The use of polymers to improve bentonite’s performance in geotechnical and geoenvironmental applications is becoming an increasingly common practice. The paper by Lieske et al. (2022) investigates the importance of polymer chain length and cationicity on the microscopic and macroscopic behaviour of bentonite. The effect of various polymers on the hydromechanical behaviour of MX80 bentonite, as well as the effects of drying and grinding of the bentonite–polymer mixtures were studied. The authors found that the behaviour of polymer-modified bentonite is highly dependent on polymers molecular weight and the corresponding chain length. It is found to be significantly altered by drying and grinding.
Assadollahi and Nowamooz (2022) investigated the long-term performance of foundation soils under three different climate change scenarios by carrying out numerical modelling. Their modelling outputs were validated with the monitoring data such as suction, water content and temperature collected between 2011 and 2014 from the instrumented test site in the south-west of France. Modelling was run to predict for climate change effects between years 2017 and 2050. Their results found that each scenario affects foundation soil differently during the short-term and long-term analyses.

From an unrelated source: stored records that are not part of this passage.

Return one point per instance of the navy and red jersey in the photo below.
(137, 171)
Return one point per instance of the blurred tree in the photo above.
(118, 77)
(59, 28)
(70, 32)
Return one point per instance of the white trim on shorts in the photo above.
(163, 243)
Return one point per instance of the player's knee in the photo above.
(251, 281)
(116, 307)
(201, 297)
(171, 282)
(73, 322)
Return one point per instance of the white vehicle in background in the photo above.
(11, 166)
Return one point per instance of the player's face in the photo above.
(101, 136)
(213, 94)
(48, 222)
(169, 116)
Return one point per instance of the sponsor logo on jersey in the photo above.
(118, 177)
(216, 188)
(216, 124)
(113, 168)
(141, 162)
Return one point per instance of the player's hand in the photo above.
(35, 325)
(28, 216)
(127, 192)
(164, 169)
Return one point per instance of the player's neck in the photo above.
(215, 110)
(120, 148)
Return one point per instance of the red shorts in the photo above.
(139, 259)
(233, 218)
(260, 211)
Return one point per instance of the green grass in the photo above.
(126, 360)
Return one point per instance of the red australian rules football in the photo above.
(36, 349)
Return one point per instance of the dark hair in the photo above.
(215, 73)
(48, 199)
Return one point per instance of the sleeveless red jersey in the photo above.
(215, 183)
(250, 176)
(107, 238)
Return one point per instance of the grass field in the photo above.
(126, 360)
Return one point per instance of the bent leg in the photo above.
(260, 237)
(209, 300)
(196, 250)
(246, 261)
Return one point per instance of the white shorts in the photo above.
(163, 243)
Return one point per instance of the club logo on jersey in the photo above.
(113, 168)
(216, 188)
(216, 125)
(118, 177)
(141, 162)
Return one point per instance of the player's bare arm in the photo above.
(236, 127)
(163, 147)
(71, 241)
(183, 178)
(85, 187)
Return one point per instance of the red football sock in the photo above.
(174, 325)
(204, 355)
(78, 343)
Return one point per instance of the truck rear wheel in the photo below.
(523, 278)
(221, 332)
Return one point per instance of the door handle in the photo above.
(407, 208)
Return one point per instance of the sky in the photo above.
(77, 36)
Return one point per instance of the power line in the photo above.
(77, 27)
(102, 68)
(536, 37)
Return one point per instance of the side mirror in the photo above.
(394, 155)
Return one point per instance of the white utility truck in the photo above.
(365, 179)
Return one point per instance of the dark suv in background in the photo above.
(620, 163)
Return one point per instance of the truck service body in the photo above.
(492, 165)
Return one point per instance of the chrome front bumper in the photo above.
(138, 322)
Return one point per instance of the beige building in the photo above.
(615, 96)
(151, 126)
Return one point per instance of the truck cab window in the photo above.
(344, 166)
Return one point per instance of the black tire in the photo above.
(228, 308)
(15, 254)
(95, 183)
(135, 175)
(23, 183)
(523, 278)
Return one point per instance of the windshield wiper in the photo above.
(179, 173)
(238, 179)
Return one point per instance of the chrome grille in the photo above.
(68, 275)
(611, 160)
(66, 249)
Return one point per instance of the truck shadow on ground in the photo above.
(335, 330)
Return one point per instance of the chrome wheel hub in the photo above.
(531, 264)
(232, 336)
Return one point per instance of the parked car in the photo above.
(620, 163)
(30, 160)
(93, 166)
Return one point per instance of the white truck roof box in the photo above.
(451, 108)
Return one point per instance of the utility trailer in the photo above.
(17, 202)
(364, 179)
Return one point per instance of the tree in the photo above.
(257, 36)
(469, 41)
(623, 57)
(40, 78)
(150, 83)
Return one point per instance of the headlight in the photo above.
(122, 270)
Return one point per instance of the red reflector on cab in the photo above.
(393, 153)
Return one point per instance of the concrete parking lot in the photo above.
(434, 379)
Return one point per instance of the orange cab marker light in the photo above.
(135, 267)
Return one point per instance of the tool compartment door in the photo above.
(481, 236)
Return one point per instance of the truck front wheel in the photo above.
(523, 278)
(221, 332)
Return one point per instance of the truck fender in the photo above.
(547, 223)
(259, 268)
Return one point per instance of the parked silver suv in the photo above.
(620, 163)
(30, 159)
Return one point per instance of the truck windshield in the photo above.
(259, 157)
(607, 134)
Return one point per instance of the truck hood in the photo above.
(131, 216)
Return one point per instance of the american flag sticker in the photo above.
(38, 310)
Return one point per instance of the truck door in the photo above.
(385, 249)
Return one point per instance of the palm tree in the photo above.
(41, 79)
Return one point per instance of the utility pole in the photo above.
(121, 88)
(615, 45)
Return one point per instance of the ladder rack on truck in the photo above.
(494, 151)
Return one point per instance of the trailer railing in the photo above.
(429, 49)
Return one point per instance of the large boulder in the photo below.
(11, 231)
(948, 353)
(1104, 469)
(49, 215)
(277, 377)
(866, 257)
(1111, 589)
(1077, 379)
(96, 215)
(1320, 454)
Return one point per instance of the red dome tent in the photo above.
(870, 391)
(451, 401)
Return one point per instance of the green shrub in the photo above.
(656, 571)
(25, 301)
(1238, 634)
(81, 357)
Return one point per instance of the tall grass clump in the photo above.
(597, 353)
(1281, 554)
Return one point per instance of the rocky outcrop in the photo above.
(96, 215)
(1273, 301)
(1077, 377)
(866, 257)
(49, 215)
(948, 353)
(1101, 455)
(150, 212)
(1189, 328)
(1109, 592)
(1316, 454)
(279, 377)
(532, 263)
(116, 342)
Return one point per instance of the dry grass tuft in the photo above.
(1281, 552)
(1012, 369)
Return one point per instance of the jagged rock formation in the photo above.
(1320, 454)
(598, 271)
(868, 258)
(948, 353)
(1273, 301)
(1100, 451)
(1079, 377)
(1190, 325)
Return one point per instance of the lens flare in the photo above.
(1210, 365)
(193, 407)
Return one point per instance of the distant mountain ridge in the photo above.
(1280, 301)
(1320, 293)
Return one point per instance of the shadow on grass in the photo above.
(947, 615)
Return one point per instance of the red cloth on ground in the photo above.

The paper by Trentin et al. (2022) presents a quantitative methodology for determining the social sustainability index for environmental remediation projects. The methodology was applied to evaluate the sustainability of four potential remediation options for sediments contaminated with polychlorinated biphenyls and pesticides. This kind of tool can be of great use to support decision makers in the selection of remediation alternatives for contaminated sites, based on societal impacts.
All the papers in this themed issue represent potential steps towards a more sustainable geoengineering practice. The Guest Editors hope that readers will appreciate them and find the inspiration to achieve genuine Sustainable Geotechnics outcomes.